Besser wäre es natürlich wenn die ExtJS Jungs das passend liefern würden.
Ansonsten haste nämlich auch das Problem, dass du bei neuen ExtJS-Versionen dein JSF-Zeugs nachziehen musst.
Würd da einfach mal anfragen ob was in Planung ist.


----------



## miketech (18. Mrz 2008)

Hi,

nein ein Grid > 1000 Zeilen habe ich noch nicht getestet.

Es gibt bereits ein Projekt, was versucht hat ExtJS mit JSF zu verbinden mit Namen lilya. Allerdings wird das glaube ich nicht mehr weiterentwickelt.

Bei JSF hat man halt Request, Application etc. Scope. Ist die Frage, ob das für solche Anwendungen geeignet ist und man überhaupt so programmieren möchte. GWT verschattet sowas und man entwickelt im Grunde seine Anwendung mit Listenern etc. wie man es von Swing her kennt.

Gruß

Mike


----------



## Terminator (18. Mrz 2008)

> nein ein Grid > 1000 Zeilen habe ich noch nicht getestet.

Zellen net Zeilen 
Glaub 1000 Zeilen hab ich noch nirgens gebraucht.

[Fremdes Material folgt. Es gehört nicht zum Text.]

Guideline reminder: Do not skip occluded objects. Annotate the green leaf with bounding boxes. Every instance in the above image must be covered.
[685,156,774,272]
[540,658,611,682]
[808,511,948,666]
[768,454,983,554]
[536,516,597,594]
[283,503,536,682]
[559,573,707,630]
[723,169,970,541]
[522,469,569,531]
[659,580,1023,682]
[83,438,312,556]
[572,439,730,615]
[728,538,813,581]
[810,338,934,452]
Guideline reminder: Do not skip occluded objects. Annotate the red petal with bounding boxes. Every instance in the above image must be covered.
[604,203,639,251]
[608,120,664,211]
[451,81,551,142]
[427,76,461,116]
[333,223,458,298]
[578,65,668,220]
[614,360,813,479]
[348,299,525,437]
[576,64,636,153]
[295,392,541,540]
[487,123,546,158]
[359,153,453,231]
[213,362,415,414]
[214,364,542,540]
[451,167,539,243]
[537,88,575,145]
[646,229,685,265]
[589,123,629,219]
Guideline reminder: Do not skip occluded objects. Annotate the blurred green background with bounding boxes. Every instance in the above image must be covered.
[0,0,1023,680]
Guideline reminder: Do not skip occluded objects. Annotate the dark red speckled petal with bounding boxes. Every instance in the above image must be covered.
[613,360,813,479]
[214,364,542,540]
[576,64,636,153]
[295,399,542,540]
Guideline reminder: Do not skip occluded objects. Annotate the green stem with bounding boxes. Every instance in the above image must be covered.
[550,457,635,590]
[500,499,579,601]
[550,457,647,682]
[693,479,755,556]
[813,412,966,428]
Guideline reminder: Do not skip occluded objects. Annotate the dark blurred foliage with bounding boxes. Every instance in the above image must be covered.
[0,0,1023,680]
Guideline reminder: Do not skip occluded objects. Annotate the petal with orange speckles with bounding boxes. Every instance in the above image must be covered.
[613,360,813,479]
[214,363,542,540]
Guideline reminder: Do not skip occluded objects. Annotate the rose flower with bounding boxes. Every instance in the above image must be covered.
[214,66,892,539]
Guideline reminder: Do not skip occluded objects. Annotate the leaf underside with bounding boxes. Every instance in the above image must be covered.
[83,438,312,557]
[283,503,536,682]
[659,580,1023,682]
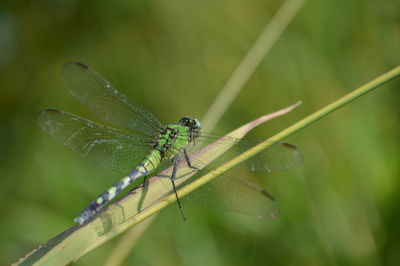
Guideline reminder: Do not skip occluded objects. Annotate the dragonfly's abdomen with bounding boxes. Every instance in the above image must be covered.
[75,150,162,224]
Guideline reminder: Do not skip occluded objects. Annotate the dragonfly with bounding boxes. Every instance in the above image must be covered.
[38,62,302,224]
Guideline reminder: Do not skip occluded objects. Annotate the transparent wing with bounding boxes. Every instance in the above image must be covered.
[62,62,162,135]
[185,175,279,218]
[38,110,151,171]
[190,133,303,172]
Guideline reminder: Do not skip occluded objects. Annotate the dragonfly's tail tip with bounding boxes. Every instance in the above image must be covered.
[74,216,85,225]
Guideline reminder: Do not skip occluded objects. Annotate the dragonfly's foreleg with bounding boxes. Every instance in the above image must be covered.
[74,165,151,224]
[171,156,186,221]
[183,149,199,170]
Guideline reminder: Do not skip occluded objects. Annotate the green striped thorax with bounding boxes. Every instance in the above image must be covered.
[153,117,201,158]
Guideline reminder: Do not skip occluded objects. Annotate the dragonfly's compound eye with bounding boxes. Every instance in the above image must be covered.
[179,117,201,139]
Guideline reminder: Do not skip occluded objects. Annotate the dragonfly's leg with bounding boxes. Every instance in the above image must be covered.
[171,156,186,221]
[132,176,150,190]
[183,149,199,170]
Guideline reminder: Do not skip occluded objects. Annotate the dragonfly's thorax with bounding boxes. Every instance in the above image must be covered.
[153,124,189,158]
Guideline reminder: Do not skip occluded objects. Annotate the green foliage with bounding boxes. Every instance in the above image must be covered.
[0,0,400,265]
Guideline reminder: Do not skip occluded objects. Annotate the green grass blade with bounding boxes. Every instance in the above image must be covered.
[17,66,400,265]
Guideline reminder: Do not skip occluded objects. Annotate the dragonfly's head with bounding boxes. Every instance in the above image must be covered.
[179,116,201,141]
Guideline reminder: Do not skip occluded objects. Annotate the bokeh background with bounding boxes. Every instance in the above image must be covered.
[0,0,400,265]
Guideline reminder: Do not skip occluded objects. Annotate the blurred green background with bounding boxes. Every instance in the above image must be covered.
[0,0,400,265]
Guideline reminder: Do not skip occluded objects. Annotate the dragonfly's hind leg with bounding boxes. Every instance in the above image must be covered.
[171,156,186,221]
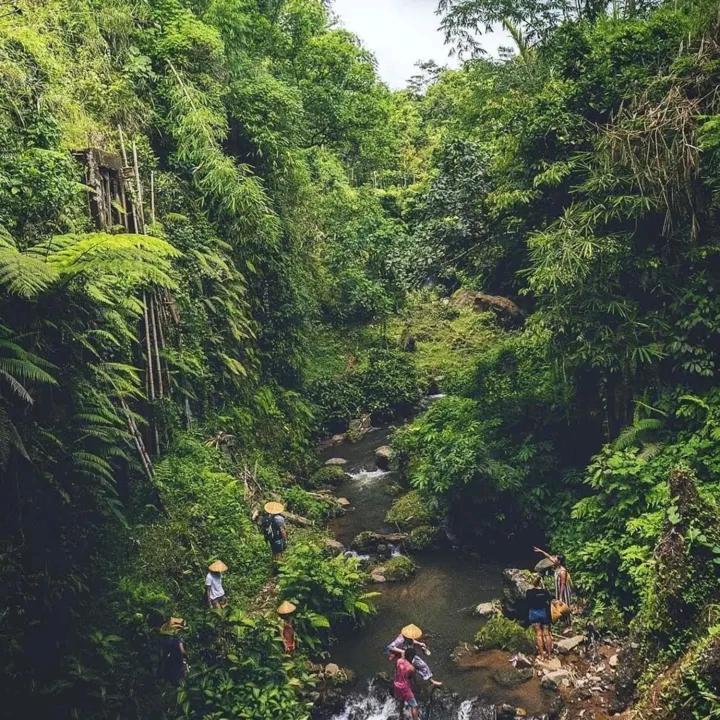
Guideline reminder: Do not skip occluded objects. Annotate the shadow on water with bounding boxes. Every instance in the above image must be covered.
[322,420,548,720]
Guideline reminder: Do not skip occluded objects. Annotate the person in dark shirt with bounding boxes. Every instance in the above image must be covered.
[525,575,552,659]
[160,617,188,685]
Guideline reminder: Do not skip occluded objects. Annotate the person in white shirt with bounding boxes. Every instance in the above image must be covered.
[205,560,227,608]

> Bei JSF hat man halt Request, Application etc. Scope.

Hm weiss jetzt nicht wie das GWT macht, also ich find schon gut wenn man überlegt in welchen Scope man n Objekt schmeisst.
Mein RAM auf dem Server ist ja auch begrenzt.
Leider in JSF auch viel zu oft SessionScope notwendig.


----------



## robertpic71 (18. Mrz 2008)

Terminator hat gesagt.:
			
		

> Zellen net Zeilen
> Glaub 1000 Zeilen hab ich noch nirgens gebraucht.


Eigentlich sollten 1000 Zeilen kein Problem sein - aber die Praxis sagt oft was anderes. Der gleiche Output, welcher bei Opera 1 Sekunde dauert, braucht am IE über 30 Sekunden....
Je nach Framework kann das Paging recht einfach zugeschaltet werden (z.B. ZK eine Zeile für das Paging)



			
				Terminator hat gesagt.:
			
		

> Hm weiss jetzt nicht wie das GWT macht, also ich find schon gut wenn man überlegt in welchen Scope man n Objekt schmeisst.
> Mein RAM auf dem Server ist ja auch begrenzt.
> Leider in JSF auch viel zu oft SessionScope notwendig.



Wenn RAM-Verbrauch auf dem Server ein Thema ist, bist du wohl mit GWT gut beraten. Hier schreibst du den Client-Teil in Java (der dann später in Javascript übersetzt wird) und kommunzierst über SOA-Funktionen mit dem Server. Du weißt also immer, was im Browser läuft und was am Server. Was ich an GWT etwas vermisse sind die Funktionen für Datenbanklastige Anwendungen ala Databinding und MVEL.

Noch zu JSF:
Wird auch mit Ajax die meist benutzte Lösung werden/bleiben. Dabei wird das ohnehin schon komplexe JSF nochmal um AJAX-Zusätze "verkompliziert" - also meine Vorstellung von schneller Softwareentwicklung ist das nicht.

Das Problem mit den Ajax-Frameworks ist eigentlich nur, dass es zu viele davon gibt. Kaum ein Thread zu dem Thema, wo einmal 2 Leute das selbe Ajax-Framework verwenden....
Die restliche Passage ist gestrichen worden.